What are the complications of radical mastectomy?

What are the complications of radical mastectomy?

Complications associated with a modified radical mastectomy include issues associated with wound healing, such as hematoma, infection, dehiscence, chronic seroma, and skin necrosis. The risk of skin necrosis often involves the superior flap and the wound edges.

What is the difference between radical neck dissection and modified radical neck dissection?

Modified radical neck dissection involves removal of cervical nodes, levels I through V, as in classical radical neck dissection, but with preservation of one or more of the key extranodal structures (spinal accessory nerve, sternocleidomastoid muscle, and internal jugular vein).

What is a modified radical neck dissection?

Modified radical neck dissection (MRND) is defined as the excision of all lymph nodes routinely removed in a radical neck dissection with preservation of one or more nonlymphatic structures (SAN, IJV, SCM).

What is removed in a modified radical neck dissection?

Radical neck dissection. All the tissue on the side of the neck from the jawbone to the collarbone is removed. The muscle, nerve, salivary gland, and major blood vessel in this area are all removed. Modified radical neck dissection.

What is the difference between a radical mastectomy and a modified radical mastectomy?

Both radical and modified radical mastectomy include removing the entire breast. During a modified radical mastectomy, the surgeon removes some underarm lymph nodes. The key difference is that in a radical mastectomy, the surgeon removes all the underarm lymph nodes plus the entire chest muscle.

What functional impairment would result from radical mastectomy?

Impaired shoulder function after mastectomy and axillary dissection for breast cancer is a well-known problem and adjuvant radiotherapy given to the mastectomy site and axilla increases the risk of impairment of shoulder function (1а/5).

Which structure is preserved during modified radical neck dissection?

Modifications to the radical neck dissection include the following: Type I: The spinal accessory nerve is preserved. Type II: The spinal accessory nerve and the internal jugular vein are preserved. Type III: The spinal accessory nerve, the internal jugular vein, and the sternocleidomastoid muscle are preserved.

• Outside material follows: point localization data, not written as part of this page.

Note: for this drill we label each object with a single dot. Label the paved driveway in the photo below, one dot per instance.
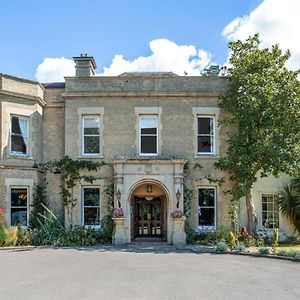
(140, 273)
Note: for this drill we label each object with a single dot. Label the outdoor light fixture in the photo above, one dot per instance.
(149, 188)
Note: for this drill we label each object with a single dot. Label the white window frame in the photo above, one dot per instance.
(208, 228)
(140, 134)
(261, 214)
(83, 206)
(83, 116)
(27, 206)
(213, 135)
(15, 153)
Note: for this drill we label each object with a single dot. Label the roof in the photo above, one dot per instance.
(149, 74)
(54, 85)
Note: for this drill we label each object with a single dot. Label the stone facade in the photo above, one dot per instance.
(55, 114)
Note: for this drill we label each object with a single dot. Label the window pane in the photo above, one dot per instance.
(206, 216)
(18, 216)
(148, 144)
(205, 125)
(91, 197)
(18, 144)
(148, 131)
(204, 144)
(19, 197)
(149, 122)
(91, 125)
(206, 197)
(91, 144)
(91, 216)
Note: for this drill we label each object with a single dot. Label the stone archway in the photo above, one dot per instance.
(148, 211)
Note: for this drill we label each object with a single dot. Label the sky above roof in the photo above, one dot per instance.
(39, 38)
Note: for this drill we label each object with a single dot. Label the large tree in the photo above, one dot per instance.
(263, 104)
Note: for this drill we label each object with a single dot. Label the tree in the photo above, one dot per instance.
(289, 201)
(263, 104)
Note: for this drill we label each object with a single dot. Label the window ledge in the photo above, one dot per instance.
(97, 156)
(206, 228)
(213, 156)
(16, 156)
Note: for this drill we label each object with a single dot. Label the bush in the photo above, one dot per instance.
(293, 254)
(240, 248)
(275, 240)
(264, 250)
(221, 247)
(282, 253)
(232, 240)
(2, 235)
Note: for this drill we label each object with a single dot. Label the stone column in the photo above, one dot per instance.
(179, 236)
(119, 237)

What is the difference between radical vs modified radical mastectomy?

How many modifications to the radical neck dissection are there?

What was the 5 year survival rate of Halsted radical mastectomy?

The five year survival rate for those treated by standard radical mastectomy was 81 per cent, and for those treated by modified radical mastectomy, it was 84 per cent.

What are the postoperative complications of modified radical neck dissection (MRND)?

Postoperative complications following modified radical neck dissection (MRND) match those experienced with radical neck dissection (RND) and include hematoma, infection, skin flap necrosis, chyle fistula, marginal mandibular nerve injury, and carotid artery rupture.

Are You a candidate for a less radical neck dissection?

Most patients are candidates for a less radical operation. This term describes a variety of neck dissections that preserve structures that are usually sacrificed in the radical neck dissection such as the spinal accessory nerve, the internal jugular vein or sternocleidomastoid muscle.

What are the complications of bilateral neck dissection?

Bilateral neck dissection Increased morbidity and mortality has been demonstrated in patients undergoing simultaneous bilateral neck dissections [31]. Higher rates of infections and fistulae occur and complications such as facial oedema and swelling are commonplace, particularly if both IJVs are simultaneous transacted.

What are the possible co-morbidities associated with neck dissection?

Co-morbidities such as cardiac, respiratory and hepatic disease are common place in patients undergoing neck dissections in either an elective or therapeutic sense. Additional immunosuppression caused by conditions such as diabetes or relative malnutrition should be optimised since they predispose to complications including as wound infection.